Le lobby allemand de l’industrie de l’ingénierie soutient une répression des subventions étrangères en Europe, mais préférerait un instrument plus simple que celui proposé par l’UE, a déclaré M. Ackermann.

Markus Beyrer, directeur général du groupe de pression BusinessEurope, a déclaré que les propositions étaient «un pas dans la bonne direction pour combler les lacunes juridiques existantes et prévenir les distorsions du marché».

Une fois adoptées, on ne sait pas avec quelle rigueur les règles seraient appliquées. Les analystes ont déclaré que les régulateurs pourraient viser à pousser la Chine à apporter des changements qui rendraient inutile une mise en œuvre agressive.

«Il ne s’agit pas de fermer toutes les entreprises chinoises qui opèrent en Europe. Il s’agit de faire une déclaration et d’envoyer un signal à la Chine », a déclaré M. Barkin.

Alors que l’influence mondiale de la Chine augmente, ses investissements en Europe sont toujours éclipsés par ceux des États-Unis.Les investisseurs américains détiennent des investissements directs dans l’UE d’une valeur d’environ 2000 milliards d’euros, soit environ huit fois plus que les investisseurs chinois, selon l’agence de statistique de l’UE.

Mme Vestager n’a pas hésité à viser les plus grandes multinationales américaines, exigeant des amendes de plusieurs milliards de dollars et des arriérés d’impôts pour des violations présumées des lois antitrust qui ont suscité des critiques de la part des politiciens américains. La semaine dernière, Mme Vestager a accusé Apple d’avoir abusé de son contrôle sur la distribution d’applications de streaming musical. Apple a défendu sa pratique consistant à réduire certaines ventes via l’App Store et a déclaré qu’il souhaitait que les applications concurrentes prospèrent.

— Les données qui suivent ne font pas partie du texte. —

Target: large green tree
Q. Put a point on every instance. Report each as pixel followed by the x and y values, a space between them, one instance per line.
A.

En 2016, la commission a ordonné à Apple de rembourser 13 milliards d’euros, mais Apple a remporté un appel contre cette ordonnance l’été dernier. La commission a fait appel au plus haut tribunal du bloc.

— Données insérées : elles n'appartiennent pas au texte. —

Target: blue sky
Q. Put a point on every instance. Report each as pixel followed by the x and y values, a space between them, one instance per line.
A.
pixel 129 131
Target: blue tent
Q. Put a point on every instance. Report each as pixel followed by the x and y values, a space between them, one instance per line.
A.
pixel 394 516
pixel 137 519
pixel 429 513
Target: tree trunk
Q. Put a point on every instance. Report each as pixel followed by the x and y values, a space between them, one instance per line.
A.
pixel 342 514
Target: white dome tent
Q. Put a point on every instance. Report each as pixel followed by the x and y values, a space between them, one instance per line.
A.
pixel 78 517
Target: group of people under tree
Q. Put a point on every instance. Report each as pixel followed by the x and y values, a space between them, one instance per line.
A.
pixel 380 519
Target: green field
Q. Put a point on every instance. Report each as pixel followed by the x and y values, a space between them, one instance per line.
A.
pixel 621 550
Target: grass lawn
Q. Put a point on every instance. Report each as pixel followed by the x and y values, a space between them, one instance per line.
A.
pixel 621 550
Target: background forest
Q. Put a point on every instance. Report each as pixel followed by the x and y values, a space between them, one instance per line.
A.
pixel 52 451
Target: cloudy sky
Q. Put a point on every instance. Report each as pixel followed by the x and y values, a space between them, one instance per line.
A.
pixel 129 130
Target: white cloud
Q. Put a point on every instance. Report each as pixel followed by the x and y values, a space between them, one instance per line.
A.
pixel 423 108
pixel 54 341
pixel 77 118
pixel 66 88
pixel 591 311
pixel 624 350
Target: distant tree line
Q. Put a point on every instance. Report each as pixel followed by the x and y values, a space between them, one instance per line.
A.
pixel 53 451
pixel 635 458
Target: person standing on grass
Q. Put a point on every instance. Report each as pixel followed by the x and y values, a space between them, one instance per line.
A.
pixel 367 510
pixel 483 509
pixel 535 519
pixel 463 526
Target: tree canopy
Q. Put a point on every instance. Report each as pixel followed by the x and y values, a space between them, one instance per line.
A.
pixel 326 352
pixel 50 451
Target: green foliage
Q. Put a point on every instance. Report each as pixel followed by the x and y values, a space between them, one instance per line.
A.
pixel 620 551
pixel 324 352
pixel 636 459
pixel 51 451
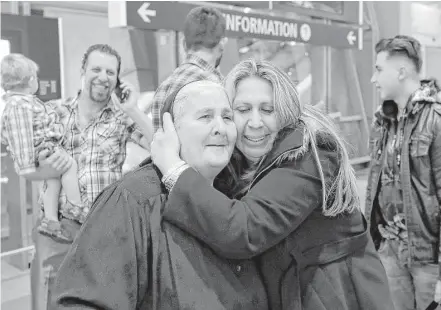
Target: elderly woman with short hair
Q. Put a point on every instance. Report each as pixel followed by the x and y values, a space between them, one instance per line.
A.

En ce qui concerne la Chine, il pourrait être difficile pour l’UE de prouver que les entreprises reçoivent des subventions, ont déclaré des experts.

Pourtant, il pourrait être difficile pour l’UE de prouver que les entreprises étrangères reçoivent des subventions.

«Ce sera difficile pour le [EU’s antitrust] services pour mener des enquêtes et collecter des preuves pour plaider contre des entreprises qui résident quelque part en Asie ou ailleurs », a déclaré Anastasios Tomtsis, associé chez Clifford Chance à Bruxelles.